Ligámos o fogão para aquecer a água para a refeição. Não
fossem os mosquitos, a perfeição teria ali uma verdadeira expressão física. No
entanto, o tão desejado isolamento, esse, tínhamo-lo encontrado.
Às duas e
trinta da madrugada a fisiologia obrigou a uma saída da tenda. De olhos
entorpecidos admirámos o céu limpo e a via láctea em versão total. A ténue luz
combinada das estrelas era suficiente para iluminar a muralha de granito e a
lagoa que agora revelava uma tez negra. Paz e silêncio absoluto. PAZ! Ficámos
ali um bocado a olhar o infinito, a admirar o momento. MOMENTOS!
A preparar o material para iniciar uma nova via na face norte da Tuca de Xinebró... num lugar descrito pela Daniela como: "Onde o Diabo perdeu as botas!"
Na Tuca de Xinebró (de raríssima visita), a uma hora do
“campo base”, inaugurámos uma nova via. Cerca de 150 metros de granito, com a
cereja no topo do bolo situada no segundo lance, um diedro estético e belo.
A Daniela a emergir do primeiro lance fácil.
A iniciar o estético segundo lance da escalada.
Atipicamente, a nossa via não terminou no cume da torre mas
sim no cimo de uma crista. Para cima, ficou a faltar uma secção de parede tombada
de trepada fácil. “Parece demasiado tombado mas, não para descer!” –
considerámos. Decidimos não continuar para não ter que abandonar muito material
nas inevitáveis instalações de rapel. O chip da poupança prevaleceu à lógica
alpinística.
Visto a frio, caminhámos umas quatro horas para escalar uma
via de sabor incompleto e com um único lance de boa qualidade.
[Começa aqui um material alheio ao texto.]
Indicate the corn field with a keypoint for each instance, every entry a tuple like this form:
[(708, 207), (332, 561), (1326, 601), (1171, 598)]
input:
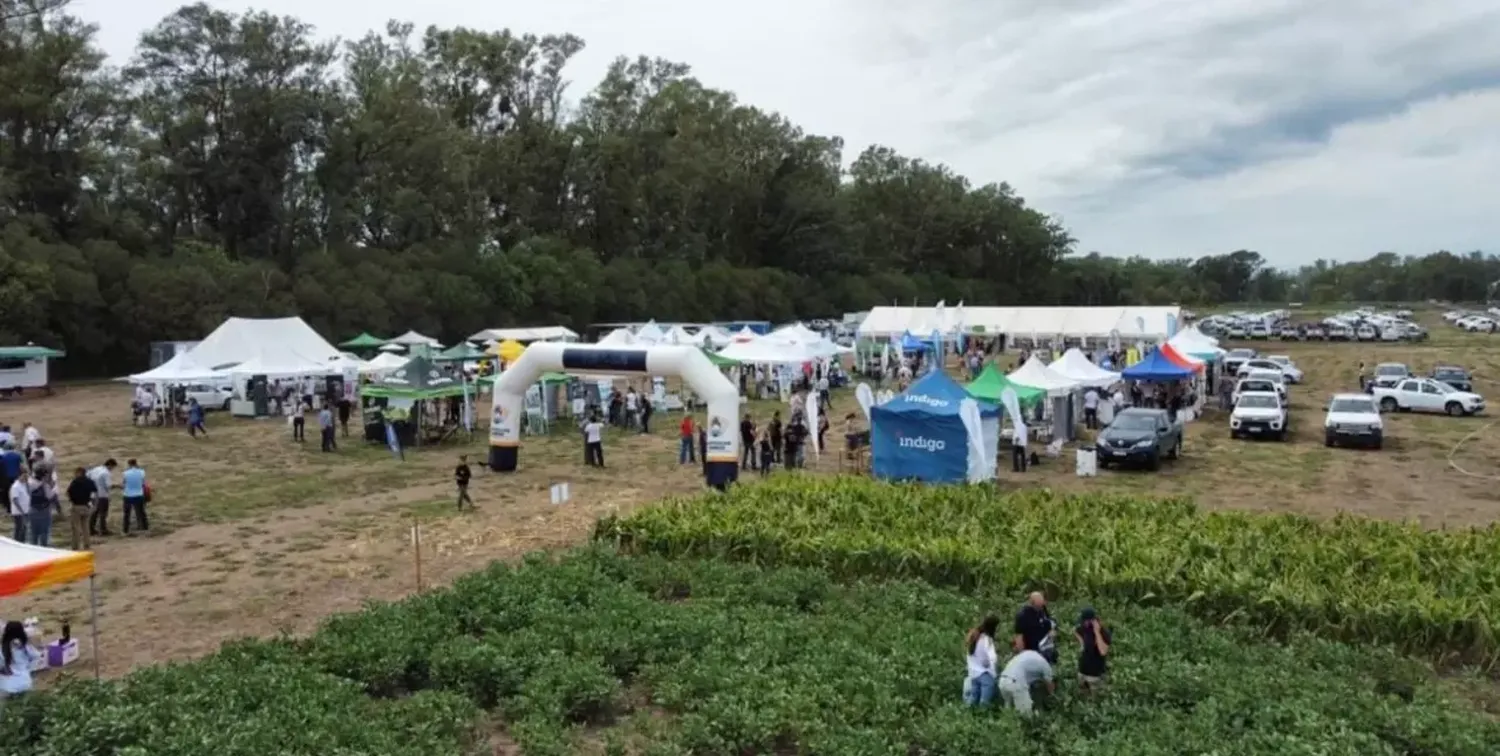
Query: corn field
[(1433, 593)]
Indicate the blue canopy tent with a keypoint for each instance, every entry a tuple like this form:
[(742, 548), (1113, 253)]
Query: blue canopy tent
[(914, 344), (920, 434), (1157, 368)]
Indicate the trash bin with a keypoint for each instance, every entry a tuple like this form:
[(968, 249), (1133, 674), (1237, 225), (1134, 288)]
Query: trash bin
[(1086, 462)]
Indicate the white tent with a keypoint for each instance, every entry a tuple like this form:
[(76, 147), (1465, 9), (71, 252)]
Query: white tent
[(711, 336), (416, 339), (1079, 323), (272, 339), (650, 335), (284, 365), (525, 335), (179, 369), (384, 362), (1037, 375), (1076, 365), (1193, 341), (765, 350), (798, 332), (618, 338)]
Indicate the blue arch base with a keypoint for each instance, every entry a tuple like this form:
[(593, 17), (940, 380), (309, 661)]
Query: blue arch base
[(503, 459)]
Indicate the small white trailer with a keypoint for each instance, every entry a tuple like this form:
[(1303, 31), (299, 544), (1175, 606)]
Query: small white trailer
[(24, 369)]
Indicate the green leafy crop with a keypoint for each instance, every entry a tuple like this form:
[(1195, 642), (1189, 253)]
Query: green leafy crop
[(1349, 578)]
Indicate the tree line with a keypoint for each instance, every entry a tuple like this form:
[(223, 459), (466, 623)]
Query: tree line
[(446, 180)]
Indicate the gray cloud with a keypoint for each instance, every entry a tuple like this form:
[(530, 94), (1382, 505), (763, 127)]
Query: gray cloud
[(1151, 126)]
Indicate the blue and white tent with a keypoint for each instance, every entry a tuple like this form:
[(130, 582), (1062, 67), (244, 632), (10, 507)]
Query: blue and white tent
[(935, 432)]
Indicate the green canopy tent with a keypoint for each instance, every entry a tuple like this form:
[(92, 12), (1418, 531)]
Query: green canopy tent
[(992, 383), (462, 351), (417, 381), (363, 341), (720, 362)]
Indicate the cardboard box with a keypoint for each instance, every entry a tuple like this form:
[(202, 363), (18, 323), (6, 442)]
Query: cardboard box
[(62, 653)]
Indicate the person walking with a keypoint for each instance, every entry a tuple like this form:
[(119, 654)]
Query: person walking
[(134, 492), (330, 440), (20, 500), (44, 503), (1019, 449), (195, 419), (684, 446), (461, 476), (80, 509), (594, 443), (99, 518), (1020, 674), (978, 686), (747, 443), (1094, 657), (299, 423)]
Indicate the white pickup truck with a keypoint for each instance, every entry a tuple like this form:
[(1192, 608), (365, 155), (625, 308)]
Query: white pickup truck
[(1425, 395)]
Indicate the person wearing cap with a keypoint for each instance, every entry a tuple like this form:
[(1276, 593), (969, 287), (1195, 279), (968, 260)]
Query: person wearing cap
[(1094, 659)]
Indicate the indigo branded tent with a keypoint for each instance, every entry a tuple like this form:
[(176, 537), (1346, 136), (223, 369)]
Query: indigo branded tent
[(1157, 368), (927, 434)]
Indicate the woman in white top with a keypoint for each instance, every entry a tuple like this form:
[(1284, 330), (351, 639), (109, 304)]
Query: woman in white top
[(17, 657), (978, 686)]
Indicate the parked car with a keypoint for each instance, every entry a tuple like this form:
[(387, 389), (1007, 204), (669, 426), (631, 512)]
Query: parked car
[(1274, 375), (210, 396), (1353, 420), (1259, 414), (1254, 384), (1284, 366), (1287, 366), (1425, 395), (1389, 374), (1455, 377), (1139, 437), (1235, 357)]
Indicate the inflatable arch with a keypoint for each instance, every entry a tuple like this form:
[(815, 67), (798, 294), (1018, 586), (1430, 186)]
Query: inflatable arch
[(683, 362)]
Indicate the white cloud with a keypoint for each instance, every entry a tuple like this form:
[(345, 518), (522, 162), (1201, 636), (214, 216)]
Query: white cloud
[(1166, 128)]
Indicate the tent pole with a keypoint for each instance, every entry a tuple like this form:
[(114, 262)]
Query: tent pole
[(93, 620)]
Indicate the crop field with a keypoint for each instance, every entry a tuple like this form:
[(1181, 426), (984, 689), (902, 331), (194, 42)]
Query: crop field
[(611, 654)]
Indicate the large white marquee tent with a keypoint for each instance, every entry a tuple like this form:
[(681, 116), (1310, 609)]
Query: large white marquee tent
[(1079, 323), (276, 347)]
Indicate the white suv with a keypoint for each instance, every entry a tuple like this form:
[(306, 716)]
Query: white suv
[(1353, 420), (1259, 414)]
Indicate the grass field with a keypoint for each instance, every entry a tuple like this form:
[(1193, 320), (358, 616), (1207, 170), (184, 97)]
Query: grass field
[(603, 654), (255, 534)]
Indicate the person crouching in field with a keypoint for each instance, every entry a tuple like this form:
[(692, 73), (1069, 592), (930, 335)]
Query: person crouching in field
[(978, 686), (1094, 659)]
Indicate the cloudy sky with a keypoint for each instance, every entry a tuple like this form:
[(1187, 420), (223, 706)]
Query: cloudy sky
[(1163, 128)]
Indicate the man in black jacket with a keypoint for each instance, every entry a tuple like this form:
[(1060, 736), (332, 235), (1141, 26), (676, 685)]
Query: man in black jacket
[(80, 498)]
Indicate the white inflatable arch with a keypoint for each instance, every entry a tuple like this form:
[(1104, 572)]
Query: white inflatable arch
[(584, 359)]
Errado!
Caminhámos quatro horas para viver e respirar e ainda se aproveitou para subir
um pedaço de muralha com vistas largas.
As vistas compensaram todo o esforço.
“Como será isto no pino do Inverno?” – questionava-se a
Daniela, com os olhos metidos nas sombrias paredes vizinhas, voltadas a norte.
Naquele momento, nasceu uma nova ideia. Talvez um novo sonho…
Quase esquecemos que após uma subida daquele calibre,
inevitavelmente, viria uma descida igualmente extenuante. Os joelhos e os
tornozelos - especialmente os meus tornozelos, já bastante desgastados por
percalços e acidentes vários, ao longo de uma vida de aventuras - viriam a
queixar-se lá em baixo, na civilização. O dia terminou com uma tareia magnífica.
Algo que por aquelas bandas é conhecido como “Una menuda paliza!”
Que mais se
podia desejar?
Entretanto, Ordesa sussurrava…
Paulo Roxo
A seguir: PIRINÉUS - RESPIRAR! Acto II
Topo da via "Momentos":
3 Comments:
Muito bom! parabéns por mais uma abe(n)rtura!
Raios, não percebo!!!
Não consigo entender como após tantos anos de convivência, tantos anos de aventuras comuns, tantos anos a ler os seus rasgos literários, tantas partilhas... ainda fico impressionado, para não dizer mesmo emocionado com a qualidade deste teu relato... ou melhor, desta pequena-grande peça literária... desta voz interior a exaltar liberdade!
Por momentos... estou esmagado por uma saudade irrecuperável...
Parabéns por esta pequena aventura, e fico a aguardar pelos próximos dois capítulos.
Um grande abraço
Miguel Grillo
Que comentário tão simpático Miguel. Mas eu ainda acho que a palavra "irrecuperável" não existe! Um abraço deste teu amigo de aventuras.